Trimester 2: May 20th ish- August 30th-ish
Grade: B
Less effort in, but more positive returns out.  Found out sex of baby, narrowed down baby names, bought a crib, and a stroller,  and survived working. Negatively, hips have been bad news bears, slowing down my work efforts, but still none the less, improvement for sure.
Trimester 3: Im expecting big things. Here are the projects for trimester three:
Paint nursery
Set up Nursery
Get fatter
Get the amount of hours needed for EI
Rest before baby comes and make lots of muffins to freeze.
PUSH OUT BABY.
Now, this last project will the trickiest, but i figure that since that will make this entire trimester seem like an A++, since I will have a baby come the end of this trimester...so i will try not to let the birth be a part of of this trimester, it will stand alone for grading.

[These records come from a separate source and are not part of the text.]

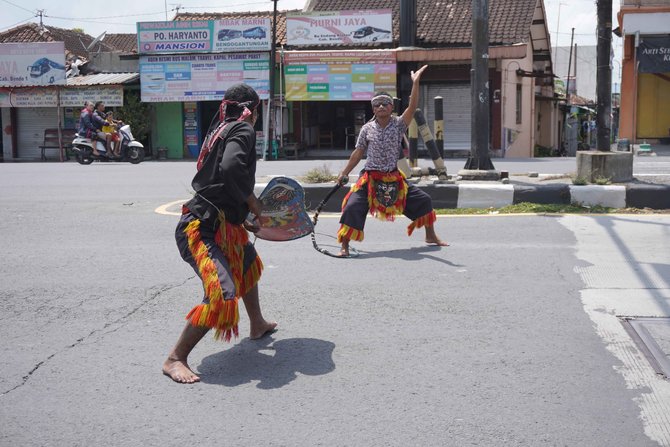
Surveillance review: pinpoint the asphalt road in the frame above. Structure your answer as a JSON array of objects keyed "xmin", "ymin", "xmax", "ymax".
[{"xmin": 0, "ymin": 162, "xmax": 670, "ymax": 446}]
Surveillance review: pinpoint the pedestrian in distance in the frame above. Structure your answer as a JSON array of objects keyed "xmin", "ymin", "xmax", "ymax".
[
  {"xmin": 163, "ymin": 84, "xmax": 277, "ymax": 383},
  {"xmin": 337, "ymin": 65, "xmax": 449, "ymax": 257}
]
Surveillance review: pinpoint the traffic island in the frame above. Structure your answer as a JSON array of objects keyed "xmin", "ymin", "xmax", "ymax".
[{"xmin": 577, "ymin": 151, "xmax": 633, "ymax": 183}]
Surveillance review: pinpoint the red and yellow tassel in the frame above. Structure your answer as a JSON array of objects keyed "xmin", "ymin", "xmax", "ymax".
[
  {"xmin": 184, "ymin": 218, "xmax": 263, "ymax": 341},
  {"xmin": 337, "ymin": 224, "xmax": 364, "ymax": 243}
]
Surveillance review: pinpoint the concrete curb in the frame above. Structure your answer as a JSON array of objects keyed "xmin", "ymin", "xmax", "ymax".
[{"xmin": 264, "ymin": 183, "xmax": 670, "ymax": 212}]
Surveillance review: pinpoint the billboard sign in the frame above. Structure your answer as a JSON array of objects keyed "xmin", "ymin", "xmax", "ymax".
[
  {"xmin": 0, "ymin": 42, "xmax": 66, "ymax": 87},
  {"xmin": 286, "ymin": 9, "xmax": 393, "ymax": 45},
  {"xmin": 137, "ymin": 17, "xmax": 272, "ymax": 54},
  {"xmin": 637, "ymin": 36, "xmax": 670, "ymax": 73},
  {"xmin": 284, "ymin": 51, "xmax": 397, "ymax": 101},
  {"xmin": 140, "ymin": 53, "xmax": 270, "ymax": 102}
]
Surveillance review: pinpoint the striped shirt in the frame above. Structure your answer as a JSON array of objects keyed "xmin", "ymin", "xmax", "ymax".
[{"xmin": 356, "ymin": 116, "xmax": 407, "ymax": 172}]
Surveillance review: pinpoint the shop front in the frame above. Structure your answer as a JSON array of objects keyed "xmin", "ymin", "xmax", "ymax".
[
  {"xmin": 137, "ymin": 18, "xmax": 271, "ymax": 158},
  {"xmin": 0, "ymin": 81, "xmax": 133, "ymax": 160}
]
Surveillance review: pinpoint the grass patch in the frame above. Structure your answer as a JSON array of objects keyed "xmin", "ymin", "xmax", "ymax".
[
  {"xmin": 593, "ymin": 176, "xmax": 612, "ymax": 185},
  {"xmin": 435, "ymin": 202, "xmax": 620, "ymax": 215},
  {"xmin": 302, "ymin": 164, "xmax": 337, "ymax": 183}
]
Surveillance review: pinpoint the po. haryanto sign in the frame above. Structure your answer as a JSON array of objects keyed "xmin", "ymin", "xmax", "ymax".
[
  {"xmin": 137, "ymin": 17, "xmax": 272, "ymax": 54},
  {"xmin": 286, "ymin": 9, "xmax": 393, "ymax": 45},
  {"xmin": 0, "ymin": 42, "xmax": 66, "ymax": 87}
]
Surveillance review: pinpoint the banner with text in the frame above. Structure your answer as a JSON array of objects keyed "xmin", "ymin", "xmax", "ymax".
[
  {"xmin": 0, "ymin": 42, "xmax": 65, "ymax": 87},
  {"xmin": 284, "ymin": 51, "xmax": 397, "ymax": 101},
  {"xmin": 140, "ymin": 53, "xmax": 270, "ymax": 102},
  {"xmin": 637, "ymin": 36, "xmax": 670, "ymax": 73},
  {"xmin": 286, "ymin": 9, "xmax": 393, "ymax": 45},
  {"xmin": 0, "ymin": 87, "xmax": 123, "ymax": 109},
  {"xmin": 137, "ymin": 17, "xmax": 272, "ymax": 54}
]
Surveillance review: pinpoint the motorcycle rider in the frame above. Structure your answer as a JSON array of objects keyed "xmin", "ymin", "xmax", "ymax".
[
  {"xmin": 91, "ymin": 101, "xmax": 117, "ymax": 157},
  {"xmin": 102, "ymin": 111, "xmax": 123, "ymax": 157},
  {"xmin": 78, "ymin": 101, "xmax": 100, "ymax": 157}
]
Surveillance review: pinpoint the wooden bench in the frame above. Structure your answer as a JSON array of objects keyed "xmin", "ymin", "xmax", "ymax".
[{"xmin": 39, "ymin": 129, "xmax": 77, "ymax": 161}]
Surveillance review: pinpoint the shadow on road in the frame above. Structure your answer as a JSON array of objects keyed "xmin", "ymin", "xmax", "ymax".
[
  {"xmin": 198, "ymin": 336, "xmax": 335, "ymax": 389},
  {"xmin": 354, "ymin": 245, "xmax": 463, "ymax": 267}
]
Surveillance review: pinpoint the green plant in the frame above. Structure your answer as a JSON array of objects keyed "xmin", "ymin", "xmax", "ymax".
[
  {"xmin": 593, "ymin": 175, "xmax": 612, "ymax": 185},
  {"xmin": 533, "ymin": 144, "xmax": 552, "ymax": 157},
  {"xmin": 435, "ymin": 202, "xmax": 620, "ymax": 215},
  {"xmin": 572, "ymin": 176, "xmax": 589, "ymax": 186},
  {"xmin": 302, "ymin": 164, "xmax": 337, "ymax": 183},
  {"xmin": 114, "ymin": 91, "xmax": 151, "ymax": 143}
]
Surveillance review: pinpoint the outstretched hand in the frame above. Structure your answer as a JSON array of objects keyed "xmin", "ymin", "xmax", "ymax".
[{"xmin": 410, "ymin": 65, "xmax": 428, "ymax": 82}]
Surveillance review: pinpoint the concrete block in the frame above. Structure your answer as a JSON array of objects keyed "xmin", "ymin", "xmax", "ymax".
[
  {"xmin": 577, "ymin": 151, "xmax": 633, "ymax": 183},
  {"xmin": 570, "ymin": 185, "xmax": 626, "ymax": 208},
  {"xmin": 458, "ymin": 184, "xmax": 514, "ymax": 208},
  {"xmin": 514, "ymin": 183, "xmax": 570, "ymax": 205}
]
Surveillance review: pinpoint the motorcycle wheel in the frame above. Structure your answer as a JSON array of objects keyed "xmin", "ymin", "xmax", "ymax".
[
  {"xmin": 76, "ymin": 152, "xmax": 93, "ymax": 165},
  {"xmin": 126, "ymin": 147, "xmax": 144, "ymax": 165}
]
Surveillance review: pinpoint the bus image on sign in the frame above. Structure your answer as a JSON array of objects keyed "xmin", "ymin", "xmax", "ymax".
[
  {"xmin": 242, "ymin": 26, "xmax": 266, "ymax": 39},
  {"xmin": 354, "ymin": 26, "xmax": 391, "ymax": 42}
]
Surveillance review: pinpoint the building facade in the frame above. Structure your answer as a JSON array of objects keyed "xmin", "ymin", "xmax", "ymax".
[{"xmin": 618, "ymin": 0, "xmax": 670, "ymax": 143}]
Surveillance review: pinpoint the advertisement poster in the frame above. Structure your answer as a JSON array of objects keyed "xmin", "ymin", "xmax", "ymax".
[
  {"xmin": 0, "ymin": 42, "xmax": 66, "ymax": 87},
  {"xmin": 140, "ymin": 53, "xmax": 270, "ymax": 102},
  {"xmin": 284, "ymin": 51, "xmax": 397, "ymax": 101},
  {"xmin": 0, "ymin": 87, "xmax": 123, "ymax": 110},
  {"xmin": 137, "ymin": 17, "xmax": 272, "ymax": 54},
  {"xmin": 184, "ymin": 102, "xmax": 200, "ymax": 158},
  {"xmin": 637, "ymin": 36, "xmax": 670, "ymax": 73},
  {"xmin": 286, "ymin": 9, "xmax": 393, "ymax": 45}
]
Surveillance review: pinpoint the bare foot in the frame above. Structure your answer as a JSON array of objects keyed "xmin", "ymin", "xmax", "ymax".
[
  {"xmin": 249, "ymin": 321, "xmax": 277, "ymax": 340},
  {"xmin": 163, "ymin": 357, "xmax": 200, "ymax": 383},
  {"xmin": 426, "ymin": 238, "xmax": 449, "ymax": 247}
]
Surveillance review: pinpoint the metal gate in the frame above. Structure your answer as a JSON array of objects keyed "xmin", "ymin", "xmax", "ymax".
[{"xmin": 16, "ymin": 107, "xmax": 58, "ymax": 159}]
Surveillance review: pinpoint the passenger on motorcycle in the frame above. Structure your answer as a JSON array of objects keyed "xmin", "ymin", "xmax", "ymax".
[
  {"xmin": 92, "ymin": 101, "xmax": 118, "ymax": 157},
  {"xmin": 78, "ymin": 101, "xmax": 104, "ymax": 156}
]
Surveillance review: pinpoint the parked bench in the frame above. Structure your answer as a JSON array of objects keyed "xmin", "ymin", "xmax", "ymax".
[{"xmin": 39, "ymin": 129, "xmax": 77, "ymax": 161}]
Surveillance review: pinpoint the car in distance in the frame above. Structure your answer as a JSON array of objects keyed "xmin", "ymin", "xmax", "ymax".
[
  {"xmin": 354, "ymin": 26, "xmax": 391, "ymax": 42},
  {"xmin": 217, "ymin": 29, "xmax": 242, "ymax": 40}
]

BIRTH: again. High expectations.  Hard to say how it goes. But im expecting at least an A for effort. And a bottle of expensive wine.
Okay, so theres 9 months laid out. Afterwards I will grade entire pregnancy by averaging.
So far the trend is up, so lets hope that keeps up. However, if i keep forgetting things, trimester three could be significantly hindered by incidents like leaving a bath running and ruining the house. Its all a waiting game.
So back to being pregnant, fat and crazy.